Existen sucesos en la vida que nos remueven fibras profundas, y hacen que reorientemos nuestros juicios. Un día especialmente tedioso, una adolescente se atrevió a interrogar a su abuela que, tras la última remodelación en casa, encontró una imagen ampliada de un señor barbudo y con poliespuma improvisó un cuadro que colgó en la pared principal de su sala.
¿Cuánto tiempo piensas tener esa foto de ahí? Cuestionó la joven entre airada y sonriente. La respuesta arrancó de un tajo todo atisbo de burla, «hasta que muera».
Aquella reacción pareció exagerada. Sin duda, la joven sabía quién era el hombre del retrato, había escuchado sus discursos innumerables veces en televisión y durante las clases de Historia de Cuba memorizó sus más notables hazañas.
Conocía del Moncada, de La historia me absolverá, del Granma, de la Sierra Maestra y de la Revolución, pero desconocía la profundidad de su lucha y las vidas que cambió.
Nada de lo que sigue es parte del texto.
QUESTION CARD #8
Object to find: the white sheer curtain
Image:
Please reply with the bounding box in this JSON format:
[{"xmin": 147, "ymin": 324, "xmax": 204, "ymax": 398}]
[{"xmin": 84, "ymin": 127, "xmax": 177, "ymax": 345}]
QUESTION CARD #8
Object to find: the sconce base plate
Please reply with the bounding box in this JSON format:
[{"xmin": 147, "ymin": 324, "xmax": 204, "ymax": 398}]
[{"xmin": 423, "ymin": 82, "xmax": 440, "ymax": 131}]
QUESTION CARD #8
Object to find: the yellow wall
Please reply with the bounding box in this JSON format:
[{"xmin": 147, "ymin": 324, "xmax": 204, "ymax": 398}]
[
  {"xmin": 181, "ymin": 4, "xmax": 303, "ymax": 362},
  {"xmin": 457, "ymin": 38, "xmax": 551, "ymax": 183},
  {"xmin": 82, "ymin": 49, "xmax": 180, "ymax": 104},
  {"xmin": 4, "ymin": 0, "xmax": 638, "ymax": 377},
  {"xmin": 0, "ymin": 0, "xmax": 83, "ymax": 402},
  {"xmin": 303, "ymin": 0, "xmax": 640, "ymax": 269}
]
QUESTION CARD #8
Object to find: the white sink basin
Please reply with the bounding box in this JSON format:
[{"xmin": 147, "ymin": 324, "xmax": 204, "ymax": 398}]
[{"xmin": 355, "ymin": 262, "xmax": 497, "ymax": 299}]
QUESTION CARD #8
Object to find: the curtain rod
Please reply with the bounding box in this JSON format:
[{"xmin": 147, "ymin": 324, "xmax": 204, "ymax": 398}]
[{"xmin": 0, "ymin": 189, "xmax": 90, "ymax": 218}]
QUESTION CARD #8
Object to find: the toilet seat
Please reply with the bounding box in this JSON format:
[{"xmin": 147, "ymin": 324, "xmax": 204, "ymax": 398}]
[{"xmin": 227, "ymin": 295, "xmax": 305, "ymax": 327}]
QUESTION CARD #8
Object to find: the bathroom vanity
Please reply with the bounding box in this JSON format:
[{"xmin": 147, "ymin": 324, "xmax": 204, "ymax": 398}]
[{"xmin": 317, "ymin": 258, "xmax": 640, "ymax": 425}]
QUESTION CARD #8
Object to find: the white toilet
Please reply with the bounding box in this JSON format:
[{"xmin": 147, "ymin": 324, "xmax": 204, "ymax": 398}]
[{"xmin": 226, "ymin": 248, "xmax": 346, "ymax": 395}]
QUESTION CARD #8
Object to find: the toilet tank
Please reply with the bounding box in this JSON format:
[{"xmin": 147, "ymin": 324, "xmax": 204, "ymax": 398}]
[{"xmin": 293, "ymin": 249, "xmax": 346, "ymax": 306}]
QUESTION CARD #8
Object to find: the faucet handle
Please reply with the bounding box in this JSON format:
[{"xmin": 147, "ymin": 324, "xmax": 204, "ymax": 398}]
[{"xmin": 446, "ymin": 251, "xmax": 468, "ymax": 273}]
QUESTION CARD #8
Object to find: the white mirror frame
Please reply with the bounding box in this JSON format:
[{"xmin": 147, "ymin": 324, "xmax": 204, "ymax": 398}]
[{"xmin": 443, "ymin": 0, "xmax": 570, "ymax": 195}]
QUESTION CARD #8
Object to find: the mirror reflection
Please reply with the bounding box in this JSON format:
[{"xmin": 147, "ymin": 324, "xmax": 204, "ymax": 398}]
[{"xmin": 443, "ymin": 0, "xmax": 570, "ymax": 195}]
Incluso, ignoraba que la vida de su familia y la suya propia se habían vistos influenciadas por su obra.
«Tienes la fortuna de haber nacido en una época más noble, le contó su abuela, apenas sabes de dolor, discriminación y hambre. Yo viví todo eso, jugueteé durante mi niñez en una casa con piso de tierra, que al mínimo movimiento se estremecía. Gracias a él, esta negra vio a sus dos hijos convertirse en ingenieros, cuando yo nací eso no hubiera sido posible; por eso, mientras viva, su foto permanecerá ahí», concluyó.
Desde entonces la visión de aquella joven fue diferente. Comenzó a sentir la historia, no solo a memorizarla. Se involucró en labores sociales de su comunidad, se consagró a las causas humanas y se convirtió en periodista.
Aquella niña era yo, y aunque Fidel no es de mi familia, su imagen sigue confortando la sala de mi casa. A veces me detengo a explorar su retrato como si lo viera por primera vez, y me vuelven a deslumbrar las canas de su barba, sus dedos largos, las arrugas en su rostro y la profundidad de su mirada.
Más de un quinquenio ha transitado desde el fatídico día en que partió físicamente. Vuelven a mi mente reminiscencias del cortejo popular que se realizó a su caravana fúnebre. Todavía recuerdo sufrir una mezcla de incredulidad y tristeza al recibir la noticia.
Me atrevería a decir que todos los cubanos que fuimos tocados por su obra, sufrimos la misma mezcla de tristeza e incredulidad en aquel amargo momento. ¿Cómo no sorprendernos? La inmensidad de su humanidad nos hizo dudar de su mortalidad.
Pocas veces un cuerpo mortal ha tenido que llevar semejante carga de virtud y grandeza. Sí, era mortal, pero no murió aquel 25 de noviembre, su figura sigue transformando vidas y no necesitamos de estatuas para recordarlo; el mundo entero es testigo.